Everything Everything - Man Alive

Everything Everything - Man Alive

Deserving of a space in any music retailer or lovers discography.

Rating:

‘My KZ Ur BF’ is the school-boy-spelt opener on Manchester’s latest musical misfits Everything Everything’s debut album, ‘Man Alive’ - however this isn’t an album full of youthful adolescence, ignoring the countless girlfriend references, but instead a creative and captivating offering and insight into everybody’s new favourite band. After a mere quarter spin of their LP, it’s easy to see why their name was penned on so many ‘ones to watch’ lists at the start of the year, and why they’re now climbing up the indie-ladder (and soon to be charts) at an almost alarming rate.

The man behind the microphone, known as Johnathan Everything, dictates his only self-set rule of making music as ‘not to sound like anyone else”, a rule the band have decided not to follow, but instead live by - ‘Man Alive’ creates a sound which is as unique to the music scene as a persons fingerprint is to the rest of the world. ‘Suffragette Suffragette’, a quirky pop hit mixing high pitched harmonies and a rather heavy guitar riff juxtaposed with a sweet set of vocals during the chorus, was their debut single and the air bubble which also helped them surface.

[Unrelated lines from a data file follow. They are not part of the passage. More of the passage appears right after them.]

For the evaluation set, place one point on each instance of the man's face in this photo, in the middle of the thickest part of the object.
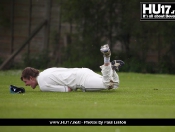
(30, 82)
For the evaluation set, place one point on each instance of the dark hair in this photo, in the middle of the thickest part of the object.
(29, 71)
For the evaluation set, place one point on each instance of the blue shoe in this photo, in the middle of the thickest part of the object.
(116, 64)
(105, 50)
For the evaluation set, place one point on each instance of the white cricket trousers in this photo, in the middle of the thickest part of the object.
(91, 81)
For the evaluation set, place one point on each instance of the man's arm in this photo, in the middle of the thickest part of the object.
(55, 88)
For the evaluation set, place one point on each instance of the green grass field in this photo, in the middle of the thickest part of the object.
(139, 96)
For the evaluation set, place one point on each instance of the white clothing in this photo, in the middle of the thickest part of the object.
(59, 79)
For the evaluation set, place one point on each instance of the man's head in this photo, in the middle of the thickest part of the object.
(29, 75)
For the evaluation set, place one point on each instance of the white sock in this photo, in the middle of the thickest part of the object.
(106, 59)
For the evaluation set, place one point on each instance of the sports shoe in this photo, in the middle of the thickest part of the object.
(116, 64)
(14, 89)
(105, 50)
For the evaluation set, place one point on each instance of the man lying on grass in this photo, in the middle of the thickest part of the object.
(68, 79)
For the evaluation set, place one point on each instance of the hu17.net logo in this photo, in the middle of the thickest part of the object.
(157, 11)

Staying true to the bands Mancunian roots, the majority of the album is filled with upbeat disco floor-fillers with the lyrics at times almost uninterpretable, but when you’re dancing until your feet fall off that isn’t the biggest of your worries (plus you can always partake in the ongoing backing vocals). ‘Come Alive Diana’ sounds almost like a demo, but the sort which later that day would sign you the record deal of your life. ‘Final Form’ is a chance for Jonathan and co. to show their sweeter side, with the softest of vocals and even softer harmonies, followed by ‘Nasa Is On Your Side’ which mixes everything previously mentioned but with Elton John, in spirit, on keys.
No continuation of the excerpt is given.